На этот раз офис располагался не на складе в задрипанных выселках, а в помпезном бизнес-центре возле самого Невского. Брат сестры намекнул, что туда надо в строгом деловом костюме и с гладкой причёской. Деловой костюм, в котором я ходила на прошлые два собеседования, у нас с Белкой был один на двоих: юбка-карандаш с жакетом (чёрные, потому что Белкины), моя белая блузка и те же туфли-лодочки, в которых я уже топтала приёмные несостоявшихся работодателей. С причёской пришлось повозиться, но мыло и лак для волос делают чудеса: моё воронье гнездо удалось примять и зачесать в балетную кичку на затылке.
Сестра брата выглядела шикарно. Никаких чёрный верх-белый низ: одета она была в однотонное серое платье прямого покроя с жемчужно-розовым шёлковым платком на шее. Я даже залюбовалась. Она представилась Марианной Витальевной и предложила мне кофе в белой воздушной чашке. Кофе оказался крепким и горьким, а попросить второй кусок сахара я постеснялась.
– Мария Келдыш… Вы случайно не родственница Келдыша?
В каком-то смысле хотелось ответить, что я, конечно, родственница Келдыша, точнее, папаши с такой фамилией. Глупый вопрос.
– Если вы имеете в виду «того самого» Келдыша, то нет. Однофамилица.
Какого именно Келдыша, я не уточняла, их вообще-то много было. И ещё, кстати, Келдыш – кратер на Луне и, кажется, астероид.
– Ясно, – улыбнулась Марианна Витальевна.
Минут двадцать мы беседовали «о погоде», то есть, о чём угодно, но не о работе: о пробках на дорогах, в которых я, как ракушечный домосед, мало что смыслила; об очередях на выставку Репина, куда не собиралась идти; о проблемах мигрантов, где я, по сути, не имела собственного устоявшегося мнения. Возможно, так она прощупывала меня на совпадение ценностей. Наконец Марианна Витальевна приспустила дорогие очки на переносице, посмотрела на меня как-то по-щучьи и спросила:
– А что конкретно вы можете?
– А конкретно всё, – не задумываясь, выпалила я и тоже взглянула на неё загадочно.
– Есть ли у вас опыт ведения протоколов заседаний?
Чуйка подсказывала мне, что надо соврать, но язык снова оказался шустрее:
– Нет. Но я быстро учусь.
– А как бы вы отнеслись к нестандартным просьбам руководства?
Я, как человек литературоцентричный, сразу представила «Пятьдесят оттенков серого».
– Нельзя ли поподробнее? – Я открыла Белкину кожаную папку, где лежал блокнот, вынула ручку и замерла в ожидании Марианниных комментариев.
Та лишь улыбнулась.
– Ничего противозаконного. Например, кто-нибудь из директоров попросит вас в химчистку сходить. Или купить корм собаке. Директора – очень занятые люди.
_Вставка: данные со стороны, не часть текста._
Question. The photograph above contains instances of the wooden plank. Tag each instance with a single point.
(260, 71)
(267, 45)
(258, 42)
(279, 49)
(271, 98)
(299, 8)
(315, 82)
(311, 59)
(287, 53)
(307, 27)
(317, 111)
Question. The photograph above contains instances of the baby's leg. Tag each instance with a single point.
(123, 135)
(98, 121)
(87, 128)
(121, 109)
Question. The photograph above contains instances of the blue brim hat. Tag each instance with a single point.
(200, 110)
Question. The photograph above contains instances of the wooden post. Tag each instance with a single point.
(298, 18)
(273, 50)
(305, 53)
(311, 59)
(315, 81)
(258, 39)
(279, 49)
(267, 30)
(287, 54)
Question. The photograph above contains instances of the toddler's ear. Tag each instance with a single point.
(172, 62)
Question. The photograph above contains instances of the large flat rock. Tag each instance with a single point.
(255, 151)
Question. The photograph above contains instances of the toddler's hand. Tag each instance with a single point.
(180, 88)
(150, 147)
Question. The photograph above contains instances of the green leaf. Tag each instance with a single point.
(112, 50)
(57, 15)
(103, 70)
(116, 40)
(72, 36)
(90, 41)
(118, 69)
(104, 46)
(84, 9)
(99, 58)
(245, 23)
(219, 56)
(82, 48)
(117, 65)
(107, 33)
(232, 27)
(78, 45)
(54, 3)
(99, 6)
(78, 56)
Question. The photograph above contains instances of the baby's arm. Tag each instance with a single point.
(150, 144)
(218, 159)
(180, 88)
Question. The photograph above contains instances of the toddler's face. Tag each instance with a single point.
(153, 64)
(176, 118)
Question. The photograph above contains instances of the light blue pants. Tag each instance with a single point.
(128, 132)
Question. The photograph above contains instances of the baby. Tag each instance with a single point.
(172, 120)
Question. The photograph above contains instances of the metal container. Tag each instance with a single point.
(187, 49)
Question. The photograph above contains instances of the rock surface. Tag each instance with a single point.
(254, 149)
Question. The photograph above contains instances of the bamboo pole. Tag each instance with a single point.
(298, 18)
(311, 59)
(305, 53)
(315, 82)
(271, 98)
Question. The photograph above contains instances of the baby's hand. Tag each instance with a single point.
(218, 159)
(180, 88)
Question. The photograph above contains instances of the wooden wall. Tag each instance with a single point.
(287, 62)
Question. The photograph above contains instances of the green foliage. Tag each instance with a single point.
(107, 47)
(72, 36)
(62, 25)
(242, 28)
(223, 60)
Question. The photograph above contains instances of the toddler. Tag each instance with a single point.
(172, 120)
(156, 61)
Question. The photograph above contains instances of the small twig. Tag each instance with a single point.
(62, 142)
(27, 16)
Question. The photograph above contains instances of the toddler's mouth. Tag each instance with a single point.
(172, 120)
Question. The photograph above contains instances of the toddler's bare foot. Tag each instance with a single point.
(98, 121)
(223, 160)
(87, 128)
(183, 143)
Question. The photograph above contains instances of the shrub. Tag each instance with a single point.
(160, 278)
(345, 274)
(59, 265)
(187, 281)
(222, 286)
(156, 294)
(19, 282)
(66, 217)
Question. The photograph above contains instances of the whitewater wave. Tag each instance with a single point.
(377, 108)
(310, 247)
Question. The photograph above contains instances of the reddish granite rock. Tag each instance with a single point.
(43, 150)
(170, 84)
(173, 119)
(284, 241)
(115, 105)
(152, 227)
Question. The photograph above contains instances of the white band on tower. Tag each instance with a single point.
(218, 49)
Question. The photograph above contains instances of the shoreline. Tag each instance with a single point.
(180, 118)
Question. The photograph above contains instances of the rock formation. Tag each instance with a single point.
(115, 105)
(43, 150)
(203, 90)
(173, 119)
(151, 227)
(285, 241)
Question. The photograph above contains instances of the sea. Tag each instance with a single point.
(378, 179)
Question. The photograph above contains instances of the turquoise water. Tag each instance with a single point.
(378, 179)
Мой мозг начал работать по привычной для него схеме. Так, что нам даёт эта информация? Что директоров больше одного, что у кого-то есть псина. И что костюмы их пачкаются. И что они, вероятно, засиживаются допоздна и ничего не успевают. Отсюда два вывода: мне придётся засиживаться тоже и выступать в роли прислуги.
– Ну, если просьбы не связаны с детской порнографией и наркотиками, то почту за честь их выполнить, – как всегда удачно пошутила я.
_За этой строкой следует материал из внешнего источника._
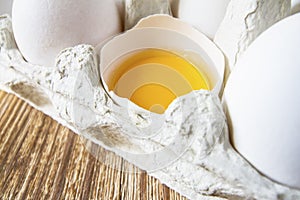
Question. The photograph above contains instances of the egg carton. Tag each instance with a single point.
(192, 153)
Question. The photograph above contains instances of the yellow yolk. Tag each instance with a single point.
(153, 78)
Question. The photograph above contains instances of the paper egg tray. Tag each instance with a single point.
(71, 94)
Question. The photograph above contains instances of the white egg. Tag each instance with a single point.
(203, 14)
(42, 28)
(262, 99)
(5, 6)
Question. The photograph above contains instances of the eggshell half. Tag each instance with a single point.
(42, 28)
(262, 98)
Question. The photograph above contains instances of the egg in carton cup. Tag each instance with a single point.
(187, 147)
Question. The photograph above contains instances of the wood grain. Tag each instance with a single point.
(40, 159)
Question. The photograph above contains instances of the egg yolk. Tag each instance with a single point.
(153, 78)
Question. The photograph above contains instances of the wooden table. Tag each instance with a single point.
(40, 159)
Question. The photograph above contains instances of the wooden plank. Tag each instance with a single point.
(40, 159)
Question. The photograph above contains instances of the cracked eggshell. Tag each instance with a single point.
(210, 51)
(295, 5)
(42, 28)
(205, 15)
(262, 99)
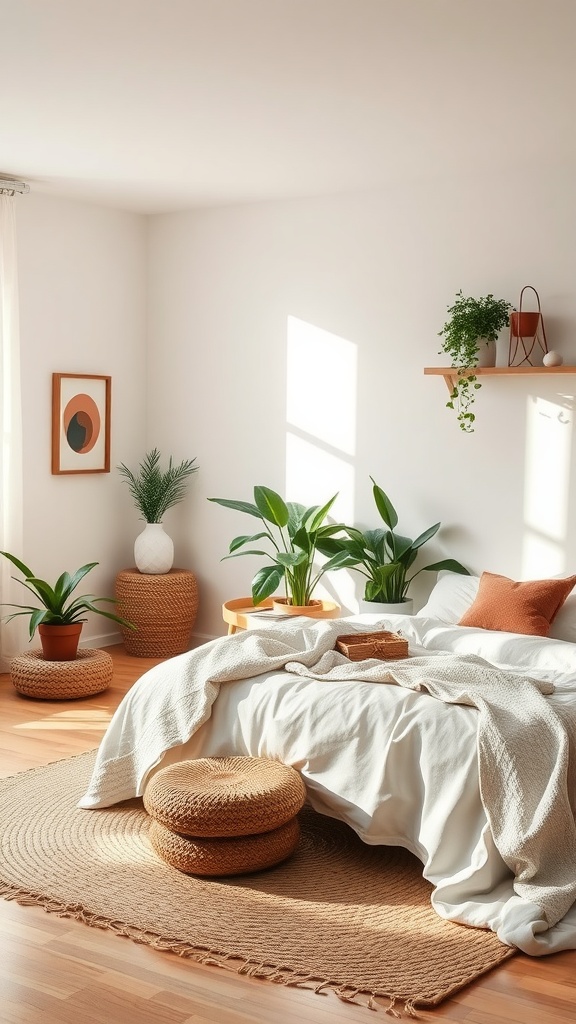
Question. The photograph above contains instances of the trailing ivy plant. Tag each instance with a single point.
(469, 320)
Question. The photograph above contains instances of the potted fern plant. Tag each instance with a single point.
(56, 614)
(293, 534)
(155, 492)
(469, 339)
Марианна Витальевна, тем не менее, улыбнулась.
– А почему вы не допиваете кофе, Мария?
Как ей объяснить, мама, что я не могу оставить дно чашки пустым? И всегда закрываю глаза, когда наливаю в неё что-нибудь. У вас – нестандартные просьбы руководства, а у меня – нестандартный заскок.
– О, спасибо. Я постепенно его пью…
– Хотите ещё чашечку?
– Нет, благодарю.
И тут она сделала то, о чем предупреждала бдительная Белка: залпом допила свой кофе и поставила ПУСТУЮ чашку прямо перед моим носом. Я сама виновата: если бы я отказалась от кофе, то, возможно, вежливая Марианна Витальевна не стала бы и сама потчеваться. Я дура, дура, дура, мама!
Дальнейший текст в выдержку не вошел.